There are so many scientists out there that like to crunch big data and here’s a juicy opportunity for them – or so it seems. There’s a lot of money and a lot of interest pouring into this. And a lot of federal grants pouring in as well.  That’s a lot of momentum. When you see that kind of momentum behind a movement, and realize it’s not just about the science being great — there’s money behind it, a trend behind it — I think that’s the time for journalists to be more cautious and ask: ‘How much of this is real and how much of this is hype?’”

Tim Caulfield • Health law & policy | Fighting Goop & cheating death

“People like Goop and Gwyneth and anybody who is marketing an unproven therapy, what they’re doing now is using scientific language to sell. In order to give this sort of veneer of legitimacy.

So you have stem cell researchers plodding along, hoping for a positive result; and in the meantime you get these people pushing unproven therapies and leveraging the language of stem cell research who say: ‘Hey! I’ve got a treatment that works right now!’ And they’re using the excitement around stem cell research — the ‘science-ploitation as I call it — to market their products. You also see this with the ‘microbiome. In fact, one of the ways the ‘raw water’ people market their product is to leverage microbiome language. You’ll see it with genetics all the time.

So what you have is this slow-moving, real science, and then the language of that real science is being leveraged by the marketers of unproven therapies to get their stuff across.”

Deanna Attai • Breast Surgeon | Doctors who blog

“I’ve seen the difference [blogging] can make. Especially in the BCSM – or “Breast Cancer Social Media” community. It’s the difference an engaged physician can make in terms of patient education, patient reassurance, and patient empowerment. And we hear it over and over again that patients want us there. I feel it’s part of my responsibility as a physician. It’s just an extension of what I do in the office.

Social media allows physicians to get out good quality, evidence-based information to a potentially large audience. And help combat or dilute a lot of the misinformation regarding procedures or diseases that’s so prevalent on the internet.”

Steven Woloshin, MD • Healthcare researcher | The polluted stream of health care information

“There are problems at each level of the journey [of health care information]. We need the researchers to do a better job in how they report their results. We need journalists to do a better job in discerning what to cover and what not to cover. Some things are too early or not ready for primetime that shouldn’t be covered. And when reporters do cover things to include things like caveats. Make sure to quantify things. All the things that are in your HealthNewsReview checklist.

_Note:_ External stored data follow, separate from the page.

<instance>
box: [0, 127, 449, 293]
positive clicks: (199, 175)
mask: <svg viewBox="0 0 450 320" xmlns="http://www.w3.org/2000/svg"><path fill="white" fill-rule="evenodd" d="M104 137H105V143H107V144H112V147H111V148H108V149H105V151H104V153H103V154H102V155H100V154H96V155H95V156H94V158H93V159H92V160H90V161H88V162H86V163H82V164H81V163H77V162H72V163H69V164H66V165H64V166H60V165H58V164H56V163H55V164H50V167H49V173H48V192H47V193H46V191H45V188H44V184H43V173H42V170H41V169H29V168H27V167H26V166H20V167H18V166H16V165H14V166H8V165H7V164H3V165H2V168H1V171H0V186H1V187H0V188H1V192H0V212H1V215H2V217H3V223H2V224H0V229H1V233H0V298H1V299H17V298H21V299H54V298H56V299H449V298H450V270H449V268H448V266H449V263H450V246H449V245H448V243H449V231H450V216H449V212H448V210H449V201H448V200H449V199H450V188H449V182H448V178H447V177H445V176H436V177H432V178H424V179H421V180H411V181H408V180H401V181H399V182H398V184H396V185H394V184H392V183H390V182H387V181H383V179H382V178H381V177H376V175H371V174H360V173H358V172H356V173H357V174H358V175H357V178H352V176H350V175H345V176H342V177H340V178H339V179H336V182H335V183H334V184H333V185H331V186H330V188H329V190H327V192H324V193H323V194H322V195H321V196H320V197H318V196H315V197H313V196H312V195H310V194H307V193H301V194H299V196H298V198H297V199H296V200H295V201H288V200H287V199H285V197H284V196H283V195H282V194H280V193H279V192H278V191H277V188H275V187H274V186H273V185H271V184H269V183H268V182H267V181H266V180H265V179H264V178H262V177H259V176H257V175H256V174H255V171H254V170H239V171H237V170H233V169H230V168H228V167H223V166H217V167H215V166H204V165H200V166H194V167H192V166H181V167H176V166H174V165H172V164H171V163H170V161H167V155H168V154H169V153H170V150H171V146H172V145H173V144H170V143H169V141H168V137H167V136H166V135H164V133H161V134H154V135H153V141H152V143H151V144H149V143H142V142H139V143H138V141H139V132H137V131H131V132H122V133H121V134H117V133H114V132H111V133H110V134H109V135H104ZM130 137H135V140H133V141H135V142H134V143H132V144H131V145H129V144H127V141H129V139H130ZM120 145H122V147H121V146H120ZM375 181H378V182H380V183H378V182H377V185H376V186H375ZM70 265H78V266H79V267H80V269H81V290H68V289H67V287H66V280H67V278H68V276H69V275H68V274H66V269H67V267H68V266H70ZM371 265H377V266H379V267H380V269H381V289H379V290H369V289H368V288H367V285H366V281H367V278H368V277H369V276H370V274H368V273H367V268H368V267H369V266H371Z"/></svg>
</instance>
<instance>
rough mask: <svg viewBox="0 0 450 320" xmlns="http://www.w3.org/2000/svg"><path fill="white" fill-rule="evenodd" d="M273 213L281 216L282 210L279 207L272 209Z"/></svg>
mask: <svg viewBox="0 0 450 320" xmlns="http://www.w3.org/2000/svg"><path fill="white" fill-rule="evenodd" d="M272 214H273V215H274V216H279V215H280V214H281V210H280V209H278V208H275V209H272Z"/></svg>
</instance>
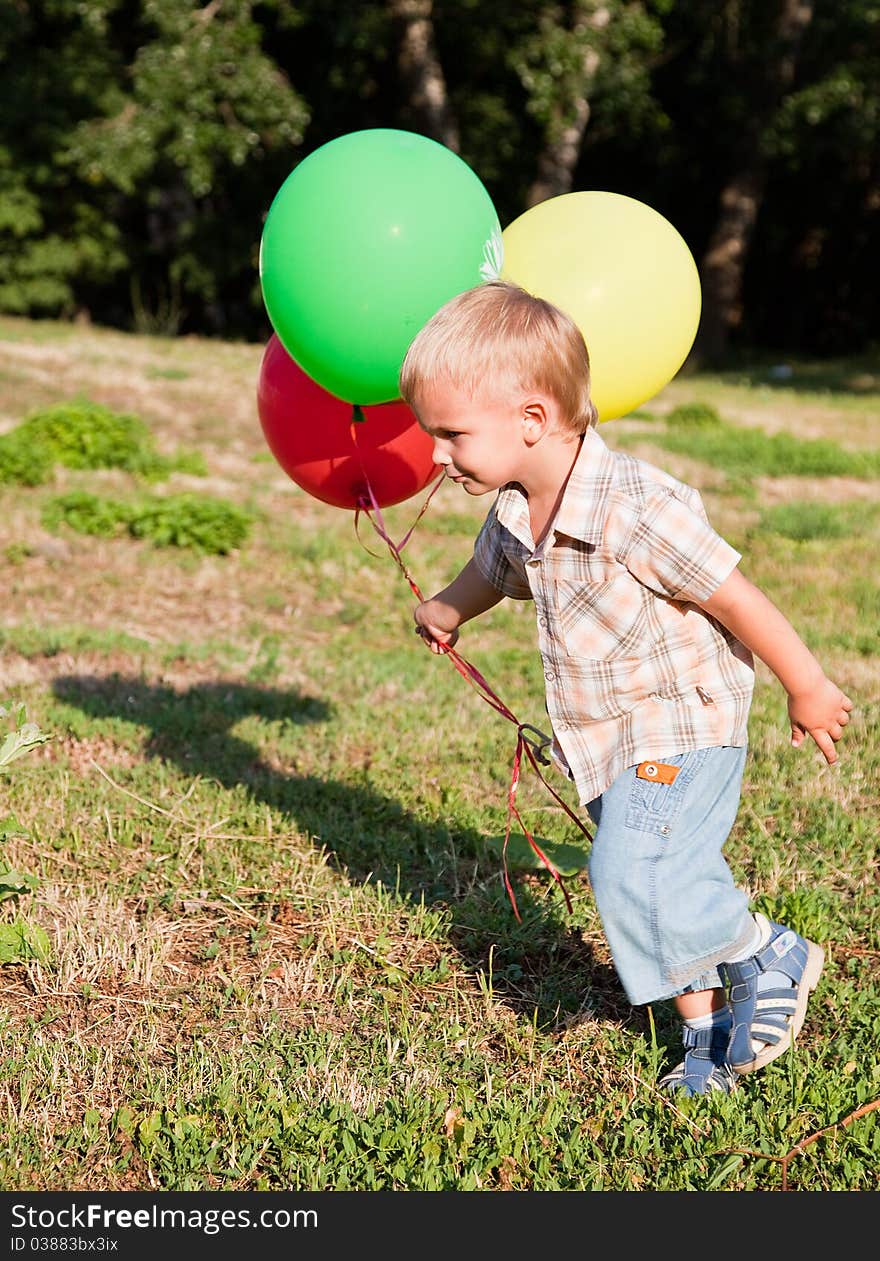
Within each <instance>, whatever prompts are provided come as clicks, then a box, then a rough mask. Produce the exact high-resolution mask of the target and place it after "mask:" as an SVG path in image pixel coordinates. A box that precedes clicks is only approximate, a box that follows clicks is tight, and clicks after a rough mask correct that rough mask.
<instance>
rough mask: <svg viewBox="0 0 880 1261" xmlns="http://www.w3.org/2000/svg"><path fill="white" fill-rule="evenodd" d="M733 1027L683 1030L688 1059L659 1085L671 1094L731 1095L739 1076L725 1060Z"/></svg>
mask: <svg viewBox="0 0 880 1261" xmlns="http://www.w3.org/2000/svg"><path fill="white" fill-rule="evenodd" d="M729 1037H730V1026H729V1025H721V1026H720V1028H719V1026H717V1025H716V1026H715V1028H709V1029H691V1026H690V1025H685V1026H683V1028H682V1040H683V1043H685V1058H683V1059H682V1062H681V1064H678V1066H677V1067H676V1068H673V1069H672V1072H671V1073H667V1074H666V1077H661V1079H659V1082H658V1083H657V1084H658V1086H659V1087H661V1090H663V1091H666V1092H667V1093H668V1095H711V1093H714V1092H715V1091H721V1093H722V1095H730V1092H731V1091H732V1090H735V1088H736V1084H738V1077H736V1073H735V1072H734V1071H732V1068H731V1067H730V1064H729V1063H727V1061H726V1050H727V1039H729Z"/></svg>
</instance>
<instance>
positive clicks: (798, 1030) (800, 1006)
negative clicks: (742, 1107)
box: [730, 941, 825, 1074]
mask: <svg viewBox="0 0 880 1261" xmlns="http://www.w3.org/2000/svg"><path fill="white" fill-rule="evenodd" d="M823 966H825V951H823V950H822V947H821V946H817V944H816V942H809V941H808V942H807V966H806V967H804V970H803V976H802V977H801V984H799V985H798V1002H797V1008H796V1009H794V1015H793V1016H792V1020H790V1023H789V1026H788V1031H787V1033H785V1034H784V1035H783V1037H782V1038H780V1039H779V1042H778V1043H775V1044H774V1045H769V1044H768V1045H767V1047H765V1048H764V1050H760V1052H759V1053H758V1054H756V1055H755V1058H754V1059H750V1061H749V1063H748V1064H731V1066H730V1067H731V1068H732V1069H734V1072H735V1073H740V1074H743V1073H754V1072H755V1069H758V1068H763V1067H764V1066H765V1064H769V1063H770V1061H772V1059H777V1058H778V1057H779V1055H784V1054H785V1052H787V1050H788V1048H789V1047H790V1045H792V1043H793V1042H794V1039H796V1038H797V1035H798V1034H799V1033H801V1029H802V1028H803V1021H804V1019H806V1016H807V1004H808V1002H809V995H811V994H812V992H813V990H814V989H816V986H817V985H818V979H819V975H821V972H822V967H823Z"/></svg>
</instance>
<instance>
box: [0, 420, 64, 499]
mask: <svg viewBox="0 0 880 1261" xmlns="http://www.w3.org/2000/svg"><path fill="white" fill-rule="evenodd" d="M53 463H54V462H53V459H52V455H50V454H49V450H48V449H47V448H45V446H40V445H39V444H35V443H33V441H30V440H29V439H28V438H25V436H24V435H23V434H21V431H20V429H13V430H10V431H9V433H8V434H3V435H0V484H3V483H6V484H10V485H42V484H43V483H44V482H47V480H48V479H49V475H50V473H52V465H53Z"/></svg>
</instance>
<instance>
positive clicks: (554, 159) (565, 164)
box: [526, 58, 598, 206]
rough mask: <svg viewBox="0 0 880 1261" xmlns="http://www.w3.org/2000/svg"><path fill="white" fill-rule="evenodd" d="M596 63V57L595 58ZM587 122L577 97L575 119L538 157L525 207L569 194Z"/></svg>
mask: <svg viewBox="0 0 880 1261" xmlns="http://www.w3.org/2000/svg"><path fill="white" fill-rule="evenodd" d="M596 62H598V58H596ZM589 121H590V102H589V101H588V100H586V97H581V98H580V100H579V101H576V102H575V117H574V120H572V121H571V122H570V124H569V125H567V126H564V127H561V129H560V130H559V134H557V136H556V139H555V140H548V141H547V144H546V145H545V146H543V149H542V151H541V156H540V158H538V173H537V175H536V178H535V180H533V183H532V187H531V188H530V190H528V197H527V199H526V202H527V206H537V204H538V202H546V200H547V198H548V197H561V194H562V193H570V192H571V184H572V183H574V178H575V166H576V165H577V159H579V158H580V150H581V144H582V142H584V132H585V131H586V125H588V122H589Z"/></svg>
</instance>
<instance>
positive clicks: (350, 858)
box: [53, 675, 647, 1030]
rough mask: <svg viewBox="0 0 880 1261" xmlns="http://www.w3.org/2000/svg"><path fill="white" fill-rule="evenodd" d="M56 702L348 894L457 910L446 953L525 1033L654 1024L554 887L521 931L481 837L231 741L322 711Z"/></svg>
mask: <svg viewBox="0 0 880 1261" xmlns="http://www.w3.org/2000/svg"><path fill="white" fill-rule="evenodd" d="M53 691H54V695H55V696H57V697H58V699H59V700H62V701H64V702H66V704H67V705H71V706H76V707H77V709H78V710H81V711H82V712H84V714H88V715H90V716H91V718H95V719H98V720H101V719H126V720H130V721H135V723H137V724H139V725H141V726H146V728H149V729H150V733H151V734H150V736H149V739H148V744H146V754H148V757H151V758H158V759H161V760H164V762H166V763H169V764H173V765H178V767H180V768H182V769H183V770H184V772H185V773H187V774H188V776H199V777H202V778H206V779H213V781H216V782H217V783H219V784H221V786H222V787H224V788H229V789H232V788H240V787H242V786H243V787H245V788H246V789H247V792H248V793H250V794H251V797H252V799H253V801H255V802H260V803H263V805H267V806H270V807H271V808H272V810H277V811H280V812H282V813H284V815H285V816H286V817H287V818H290V821H291V823H292V825H294V826H295V827H296V830H298V831H300V832H303V834H305V835H306V836H310V837H314V839H315V840H316V841H318V842H319V844H320V845H321V847H323V850H324V852H327V855H328V859H329V861H330V863H332V864H333V865H334V866H337V869H339V870H340V871H343V874H344V875H345V876H347V878H350V879H352V880H353V881H356V883H364V881H382V884H383V885H386V886H387V888H391V889H395V890H396V892H397V893H398V894H400V895H402V897H405V898H407V899H411V900H414V902H416V903H419V902H420V900H421V899H422V898H424V900H425V904H426V905H443V907H445V908H448V909H449V913H450V918H451V927H450V934H449V938H450V943H451V944H453V946H454V948H455V950H456V951H458V952H459V955H460V956H461V958H463V960H464V961H465V963H466V966H468V967H469V968H472V970H473V971H474V972H477V973H479V972H483V973H484V975H485V976H487V979H488V973H489V971H490V972H492V989H493V994H494V996H495V999H498V1000H501V1001H503V1002H507V1004H508V1005H509V1006H512V1008H513V1009H514V1010H517V1011H519V1013H523V1014H526V1015H527V1016H528V1018H530V1019H531V1018H532V1014H533V1013H535V1011H537V1021H538V1025H540V1026H541V1028H543V1029H557V1028H564V1026H566V1025H569V1024H571V1023H572V1021H574V1020H576V1019H577V1016H579V1014H580V1013H582V1011H585V1010H589V1014H590V1015H591V1016H594V1018H595V1016H598V1018H599V1019H608V1020H614V1021H618V1023H627V1024H632V1026H633V1028H638V1029H642V1030H644V1029H646V1028H647V1018H646V1014H644V1013H643V1011H642V1009H637V1010H634V1009H632V1008H630V1006H629V1004H628V1001H627V999H625V995H624V994H623V990H622V989H620V984H619V981H618V979H617V973H615V972H614V970H613V968H611V967H609V966H608V965H606V963H604V962H601V961H600V960H596V957H595V956H594V952H593V950H591V947H590V944H589V943H588V942H585V941H584V939H582V937H581V933H580V929H577V928H576V927H575V928H572V927H570V926H569V923H567V914H566V909H565V905H564V903H562V899H561V897H560V895H559V890H557V889H556V886H555V885H553V889H552V892H551V895H550V900H548V899H546V898H543V897H541V894H542V893H543V892H545V889H546V885H545V884H543V883H541V885H540V888H537V886H536V892H533V885H532V884H531V883H530V881H527V880H523V881H519V886H518V888H517V890H516V897H517V905H518V909H519V914H521V917H522V919H521V922H517V919H516V918H514V915H513V912H512V908H511V904H509V900H508V897H507V893H506V890H504V889H503V886H502V881H501V873H499V861H498V859H497V857H487V855H485V845H484V837H483V836H482V835H480V834H479V832H477V831H474V830H472V828H456V830H454V831H453V830H450V827H449V825H448V822H446V821H445V820H436V821H434V822H424V821H421V820H419V818H416V817H415V816H414V815H411V813H408V812H407V811H406V810H403V807H402V806H401V805H400V802H398V801H396V799H395V798H392V797H386V796H383V794H382V793H378V792H376V789H374V788H373V787H372V786H369V784H367V783H363V784H352V783H343V782H340V781H334V779H324V778H318V777H315V776H311V774H308V776H298V774H295V773H292V774H289V773H281V772H279V770H276V769H275V768H272V767H270V765H267V764H266V763H265V762H262V760H261V758H260V755H258V753H257V750H256V749H255V748H253V745H252V744H250V743H247V741H246V740H242V739H240V738H238V736H237V735H234V734H233V733H232V731H231V728H232V726H233V725H234V724H237V723H238V721H240V720H242V719H243V718H247V716H250V715H253V716H258V718H262V719H266V720H270V721H284V723H291V724H298V725H304V726H306V725H309V724H314V723H320V721H324V720H327V719H328V718H329V716H330V709H329V706H328V705H327V704H325V702H324V701H321V700H319V699H315V697H308V696H301V695H299V694H296V692H279V691H274V690H271V689H261V687H256V686H248V685H241V683H224V682H221V683H198V685H195V686H193V687H189V689H188V690H187V691H183V692H179V691H175V690H174V689H171V687H166V686H161V685H155V683H154V685H150V683H146V682H144V680H141V678H137V677H126V676H120V675H110V676H97V675H68V676H59V677H58V678H55V681H54V685H53ZM551 903H552V904H551ZM490 952H492V956H490ZM489 960H490V963H489Z"/></svg>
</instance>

But then the public has a responsibility too, because there’s all sorts of medical information out there of varying quality, and the public really has to work at being skeptical otherwise they’re going to be misled.”

In the picture above is Dr. Steven Woloshin. Next to him — as she has been for over 25 years — is Dr. Lisa Schwartz,  Steven’s wife and research partner.
Lisa died last week, a loss that is felt deeply by us and many others who came to know her as a physician, teacher, and internationally recognized expert in overdiagnosis, risk assessment, and healthcare communication.
Our thoughts are with Steven, his family, and the entire Dartmouth community.